Lacroix rappelle d’emblée qu’il est « de passage » au club, insistant sur la nécessité de « transmettre » plutôt que de s’attacher à une personne en particulier. « Le propre du Stade toulousain, c’est aussi de dépersonnaliser les choses. La personne la plus importante au club, c’est la personne morale, l’institution. L’idée, c’est de savoir comment la transmettre de la meilleure façon. »
Pour le dirigeant, l’enjeu dépasse largement l’équipe première. « Il y a les jeunes, la tradition, la manière dont tu formes tes accompagnants, sur et en dehors du terrain… Former des hommes, avec un grand H. Aujourd’hui, j’ai également la responsabilité de la formation des féminines. »
S’il se félicite de la récente prolongation d’Antoine Dupont, « un joueur émérite » et « une immense fierté », il tient à nuancer l’importance accordée à la star : « L’avenir du Stade toulousain, ce n’est pas Antoine Dupont.
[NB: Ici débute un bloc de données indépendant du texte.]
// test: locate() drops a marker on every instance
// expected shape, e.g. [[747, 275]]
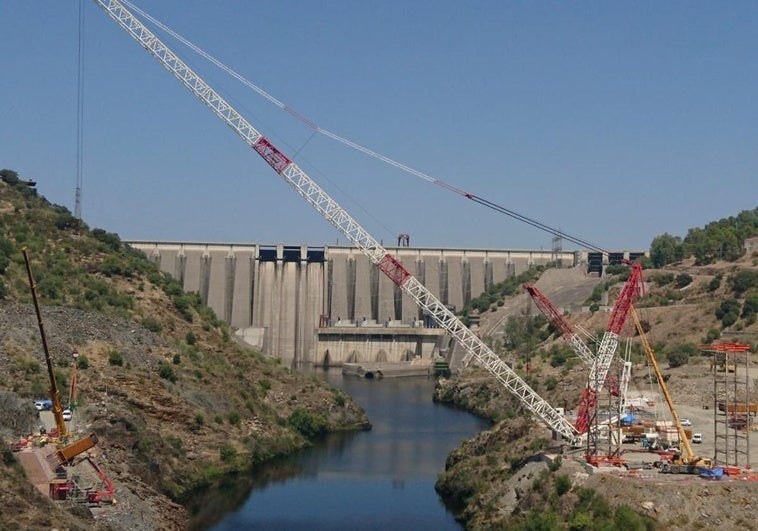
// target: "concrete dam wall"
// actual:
[[297, 302]]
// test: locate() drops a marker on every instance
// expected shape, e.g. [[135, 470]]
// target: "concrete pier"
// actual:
[[287, 300]]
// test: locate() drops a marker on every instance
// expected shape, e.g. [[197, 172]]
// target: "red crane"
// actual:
[[608, 346]]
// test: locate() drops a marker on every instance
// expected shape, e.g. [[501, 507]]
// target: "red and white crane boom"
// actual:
[[329, 209], [549, 310], [608, 347]]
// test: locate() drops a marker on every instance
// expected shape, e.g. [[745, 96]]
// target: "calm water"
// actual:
[[380, 479]]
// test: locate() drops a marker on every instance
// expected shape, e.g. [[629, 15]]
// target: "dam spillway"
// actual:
[[294, 302]]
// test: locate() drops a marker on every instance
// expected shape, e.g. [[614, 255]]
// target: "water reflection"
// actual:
[[360, 480]]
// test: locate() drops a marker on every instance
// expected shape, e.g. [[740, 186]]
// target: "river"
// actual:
[[378, 479]]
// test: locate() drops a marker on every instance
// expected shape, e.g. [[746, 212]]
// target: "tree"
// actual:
[[743, 281], [677, 358], [666, 249], [683, 280]]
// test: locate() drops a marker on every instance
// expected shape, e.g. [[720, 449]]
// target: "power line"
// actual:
[[403, 167]]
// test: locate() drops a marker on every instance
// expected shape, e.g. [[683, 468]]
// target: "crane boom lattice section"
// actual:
[[338, 217]]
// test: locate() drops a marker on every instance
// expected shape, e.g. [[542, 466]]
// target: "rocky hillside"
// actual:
[[175, 402], [501, 479]]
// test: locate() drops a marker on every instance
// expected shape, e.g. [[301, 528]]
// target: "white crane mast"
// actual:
[[329, 209]]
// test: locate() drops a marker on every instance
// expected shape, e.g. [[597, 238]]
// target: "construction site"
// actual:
[[58, 459], [614, 426]]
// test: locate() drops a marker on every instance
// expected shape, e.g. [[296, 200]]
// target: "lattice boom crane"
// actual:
[[338, 217], [556, 319], [608, 347]]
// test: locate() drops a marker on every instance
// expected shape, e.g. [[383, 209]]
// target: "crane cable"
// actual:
[[349, 143], [79, 115]]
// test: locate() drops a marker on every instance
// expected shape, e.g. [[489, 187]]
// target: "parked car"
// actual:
[[43, 404]]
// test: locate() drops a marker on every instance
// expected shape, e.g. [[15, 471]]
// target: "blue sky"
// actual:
[[612, 121]]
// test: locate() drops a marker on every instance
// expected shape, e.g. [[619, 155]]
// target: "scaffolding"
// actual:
[[733, 409]]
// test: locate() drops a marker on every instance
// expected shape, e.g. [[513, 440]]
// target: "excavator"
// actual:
[[685, 461]]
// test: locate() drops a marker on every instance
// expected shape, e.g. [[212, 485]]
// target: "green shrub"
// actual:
[[227, 453], [677, 358], [166, 372], [152, 324], [9, 177], [115, 358], [309, 425], [562, 484], [683, 280]]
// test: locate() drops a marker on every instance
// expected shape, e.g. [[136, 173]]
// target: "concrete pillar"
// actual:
[[465, 282], [230, 270], [443, 282], [488, 274], [205, 277]]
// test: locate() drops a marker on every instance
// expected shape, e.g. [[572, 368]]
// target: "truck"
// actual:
[[66, 454], [738, 408], [43, 404]]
C’est le métro qui arrive. C’est la transformation de notre écrin. » Autrement dit, le développement des installations et l’évolution économique du club sont, selon lui, les véritables clés de la réussite à long terme.
Didier Lacroix détaille ainsi sa stratégie : « Tout le travail du club, économique, relationnel, patrimonial n’a qu’un objectif : que le sportif fonctionne. Et pour cela, il faut alimenter le cœur du réacteur. » Les infrastructures, loin d’être décoratives, doivent être « performantes pour former, accueillir et générer une économie que l’on réinjecte dans le sportif. Tout est tourné vers ça, de la formation à la performance. La finalité n’est pas d’enrichir mais de permettre la performance sportive. »
Enfin, il résume l’ADN du Stade Toulousain : « La gagne et l’audace, vouloir que ton successeur soit meilleur que toi. » Une philosophie qui guide la transmission et la pérennité d’un club emblématique.